US intelligence targeted Italy and France embassies – report

In this picture, taken Saturday June 29, 2013, a demonstrator protests with a poster against NSA in Hanover, Germany. Germany’s top justice official says reports that U.S. intelligence bugged European Union offices remind her of “the methods used by enemies during the Cold War.” Justice Minister Sabine Leutheusser-Schnarrenberger was responding to a report by German news weekly Der Spiegel on Sunday June 30, 2013, that claimed the National Security Agency has eavesdropped on EU offices in Washington, New York and Brussels. The magazine cited classified U.S. documents taken by NSA leaker Edward Snowden that it said it had partly seen. The documents reportedly describe the European Union as a “target” for surveillance. (AP Photo/dpa, Peter Steffen)

LONDON— France, Italy and Greece were among 38 “targets” of spying operations conducted by US intelligence services, according to documents leaked to the Guardian newspaper by fugitive former CIA operative Edward Snowden.

One of the leaked US National Security Agency (NSA) files said that intelligence officials targeted embassies and UN missions by implanting bugs in electronic communications gear, tapping into cables and collecting communications using specialised antennae, according to a report on the Guardian’s website Sunday.

Attempts were made to eavesdrop on the French, Italian and Greek embassies in Washington while Japan, Mexico, South Korea, India and Turkey were all named as subjects of operations in a 2010 document.

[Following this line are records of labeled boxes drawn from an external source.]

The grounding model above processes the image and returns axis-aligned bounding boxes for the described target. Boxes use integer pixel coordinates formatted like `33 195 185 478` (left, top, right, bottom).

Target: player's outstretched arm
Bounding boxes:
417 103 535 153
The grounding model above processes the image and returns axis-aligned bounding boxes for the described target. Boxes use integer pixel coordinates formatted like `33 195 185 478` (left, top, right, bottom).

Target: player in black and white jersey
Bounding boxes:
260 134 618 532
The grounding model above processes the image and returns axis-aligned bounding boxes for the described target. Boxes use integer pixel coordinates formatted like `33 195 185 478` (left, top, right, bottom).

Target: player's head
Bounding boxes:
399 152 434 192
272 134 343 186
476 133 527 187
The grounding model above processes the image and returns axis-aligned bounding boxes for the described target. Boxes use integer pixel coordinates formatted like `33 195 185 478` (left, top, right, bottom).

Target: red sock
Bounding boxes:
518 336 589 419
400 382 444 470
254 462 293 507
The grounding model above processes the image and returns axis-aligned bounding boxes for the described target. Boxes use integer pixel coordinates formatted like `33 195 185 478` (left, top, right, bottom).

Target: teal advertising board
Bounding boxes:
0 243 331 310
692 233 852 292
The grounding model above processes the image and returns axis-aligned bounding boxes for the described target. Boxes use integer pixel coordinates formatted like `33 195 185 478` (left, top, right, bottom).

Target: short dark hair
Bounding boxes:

German weekly Der Spiegel earlier revealed that the European Union was one of the “targets” of Washington’s huge Internet spy programme, with bugs hidden in EU offices in Brussels and the US.

According to documents seen by the Guardian, bugs were implanted on the encrypted fax machine at the EU embassy in Washington as part of operation ‘Perdido’, set up apparently to learn about rifts between member nations.

The operation against the French mission to the UN was dubbed ‘Blackfoot’ and the one against its Washington embassy was known as ‘Wabash’.

The Italian embassy in Washington was also targeted in operation ‘Bruneau’.

The EU, Paris and Berlin on Sunday angrily demanded answers over the allegations Washington had bugged EU offices.

The US authorities issued an arrest warrant this month for Snowden after he revealed details of NSA’s so-called PRISM programme which collects and analyses information from Internet and phone users around the world, with access to data from Google, Yahoo! and other Internet firms.

He remains in political limbo at Moscow’s Sheremetyevo airport after flying in from Hong Kong last week, unable to fly on without legal travel documents or exit the airport without a Russian visa.